Etancelin was quite a problem for Scuderia Ferrari in 1934, as Maranello had decided not to compete against the all-conquering Mercedes-Benz and Auto Unions at each European championship Grand Prix, but to pick up easier money in lesser events. Because Philippe had acquired a Maserati 8CM, he was the one who gave the Scuderia some stiff opposition that season: Those smaller events were not as easy as Ferrari had hoped, and the Frenchman scored a string of high placings and even beat the Scuderia’s P3s to win the Grand Prix of Dieppe.

But Etancelin didn’t cut his ties with Alfa completely. He was another talented driver who joined forces with Scuderia Ferrari’s long-distance specialist Luigi Chinetti—Louis Chiron did so in 1933 and won the 24 Hours of Spa with the Italian—to win the 1934 24 Hours of Le Mans and the 2,001-3,000-cc class of the French classic in an Alfa 8C. And it wasn’t Chinetti who set the race’s fastest lap; it was Philippe with a time of 5 mins 41 secs for the 8.378-mile circuit.

A year later, Phi Phi raced two different Maseratis, both of which were outclassed. One was a 6C-34 belonging to Carlo Felice Trossi’s Scuderia Subalpina, in which Etancelin could only manage a 4th at Monaco. The other was his own new Maserati V8R1, which he drove into 3rd place and onto the podium of the Grand Prix of Tunis, a counter toward the European championship. His only win of the year was in the V8R1 at the Grand Prix of Pau.

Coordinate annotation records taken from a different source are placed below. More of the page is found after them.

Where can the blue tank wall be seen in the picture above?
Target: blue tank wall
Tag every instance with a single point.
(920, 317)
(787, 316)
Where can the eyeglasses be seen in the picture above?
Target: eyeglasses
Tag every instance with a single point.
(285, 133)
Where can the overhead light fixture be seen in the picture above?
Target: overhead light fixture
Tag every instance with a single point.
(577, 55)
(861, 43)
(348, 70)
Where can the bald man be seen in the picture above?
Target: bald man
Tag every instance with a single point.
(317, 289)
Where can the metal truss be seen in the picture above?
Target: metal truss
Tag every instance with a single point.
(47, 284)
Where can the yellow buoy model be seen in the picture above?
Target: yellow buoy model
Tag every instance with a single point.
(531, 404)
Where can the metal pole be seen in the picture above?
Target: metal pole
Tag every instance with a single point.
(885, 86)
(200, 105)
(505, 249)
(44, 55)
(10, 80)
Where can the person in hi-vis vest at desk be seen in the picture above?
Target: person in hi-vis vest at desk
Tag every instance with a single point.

At the tender age of 50, Etancelin purchased a Talbot-Lago 26C, which he raced for the last four years of his extensive career. Here he is at Reims, in 1951. Photo: Ferret Fotographics

Etancelin did not race at all in 1937, but devoted himself to his wool business. He did compete in a 4.5-liter Talbot-Lago in 1938–’39, but was unceremoniously elbowed aside by the German juggernaut. The best he and the Talbot could do was to take 3rd place in the Grand Prix of Pau, behind the Mercedes-Benz of winner Hermann Lang and 2nd place Manfred von Brauchitsch.

After the Second World War, Philippe became the first driver to race an Alfa Romeo when he bought an old Monza with which to compete in the symbolic 1945 Bois de Boulogne races, French motor racing’s way of saluting peace.

There were some undistinguished outings in a Maserati and a Delage until 1948, when Phi Phi acquired one of the new Talbot-Lago 26Cs and campaigned that for the next four years. At well over 50 years old, he was still able to put up a fight: He scored some creditable placings and actually won the 1949 Grand Prix of Paris at Montlhéry. But his finest hour that year came in the Grand Prix of Italy at Monza, where he gave Alberto Ascari and his Ferrari 125 a really hard time in an effort to snatch the lead away from the Italian. In the end, Phi Phi had to settle for 2nd, ahead of Prince Bira, Tullo de Graffenried, and Raymond Sommer.

In 1953, when he was 56 years old, Philippe retired from motor racing and was awarded the Légion d’Honneur. He became a regular at the meetings of the Anciens Pilote retired-racing-drivers’ club until his death, aged 81, at his home in the exclusive Neuilly-sur-Seine, near Paris, on October 13, 1981.